China hits at e-mail to curb dissent

Whether she is playing at home with her baby son, telephoning her dwindling circle of friends, or surfing the World Wide Web in one of Shanghai's new Internet cafes, it seems to Xu Hong that China's secret police are ever-present, jotting down the details of her life.

Ms. Xu has never been charged with a crime, but that has not stopped China's thought police from mounting a campaign of surveillance that "would be used in the West only against terrorists or political assassins," says a Western official.

Caught in the cross-fire between China's authoritarian leaders and free speech advocates in a battle being waged over cyberspace, Xu's nightmare began late one night last March. More than a dozen police ransacked her home and seized her husband, his computer, and a box full of floppy discs.

Lin Hai was given a rushed trial early this month on charges of "inciting to overthrow the government." He was the first Chinese charged with launching a "cyber-attack" on the Communist system: Mr. Lin allegedly sold 30,000 e-mail addresses to an online pro-democracy magazine run by Chinese exiles in the US capital.

Xu is also being penalized for protesting Lin's treatment in foreign-press interviews and in an open letter to the United Nations High Commissioner for Human Rights. "The police have let me know that they have eyes and ears everywhere," says Xu. "They know what I'm doing at home, at work, or on the Internet."

Undercover police outside Xu's home monitor her every move, and have begun warning her friends to stay away if they want to avoid trouble. In the middle of China's latest crackdown on human rights and democracy advocates, many friends are opting to abandon Xu. Xu says her parents are being pressured to silence her.

"Police told Xu that if she is imprisoned along with her husband, her son will grow up as an orphan," says Frank Lu, who heads the Hong Kong-based Information Center for Human Rights and Democracy Movement in China. "The Communist Party's heavy-handed treatment is like taking a great leap backward to the Cultural Revolution, when an entire family was punished for the political crimes of a single member," Mr. Lu adds.

During Mao Zedong's radical 1966-76 Cultural Revolution, the party tried to control Chinese life, thought, information, and communication. Most Chinese were forbidden to have contact with the outside world. Even receiving a letter from abroad could trigger arrest.

In the two decades since Mao's death, Beijing's opening to the world and market economic reforms have given many Chinese the freedom to map out their own lives, so long as they do not cross a great wall of political taboos.

A nascent cyber-revolution is expanding China's links around the globe but is also fueling the party's fears of an influx of Western ideas on democracy and basic rights. To block a computer-aided "free marketplace of ideas," China's parliament last year amended the law to forbid electronic messages deemed critical of the government, which can be punished with lengthy imprisonment.

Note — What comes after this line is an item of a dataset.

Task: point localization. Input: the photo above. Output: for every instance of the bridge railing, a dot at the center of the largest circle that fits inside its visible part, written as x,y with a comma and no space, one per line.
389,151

"During the entire era of reforms, China's leaders have attempted to open the economy and country while maintaining political control," says Ken Farrall, who heads China Matrix, which operates a Web site on Internet use in China. Just as on ongoing wave of dissident trials is being used to make China's 1.2 billion citizens think twice before publicly criticizing the party, so is Lin's prosecution a warning to Web surfers. "The government wants the people to censor themselves," says Mr. Farrall.

With an explosion of Internet use here - from 100,000 Chinese in 1996 to as many as 5 million today - Beijing is focusing on "increasingly sophisticated monitoring techniques" in addition to blocking numerous Web sites, Farrall adds.

Although Lin Hai has not yet been sentenced, verdicts in other trials this month bode ill for him. Three leaders of the fledgling China Democracy Party were each given decade-plus prison terms, and two hackers who staged China's first "bank cyber-robbery" were sentenced to death.

Although Beijing recently signed the UN's Covenant on Civil and Political Rights, which guarantees freedom of speech and the right to a fair trial, Lin's treatment reads like a manual on how to violate due-process rights. Xu says that when she tried to hire her husband's lawyer, the attorney was detained until he agreed to give up the case. Police used similar tactics against a second attorney, and detained Xu outside a Shanghai court to prevent her from attending Lin's trial.

Mike Jendrzejczyk, who heads the Washington, D.C., office of Human Rights Watch, says under international standards China is violating the law by prosecuting Lin. "Article 19 of the UN Universal Declaration of Human Rights states that everyone has the right to seek, receive, and impart information and ideas through any media and regardless of frontiers."

Many government leaders in the West have called for Lin's release. If China keeps Lin locked away, "this case is going to have a direct impact on China's international relations," the Western official says.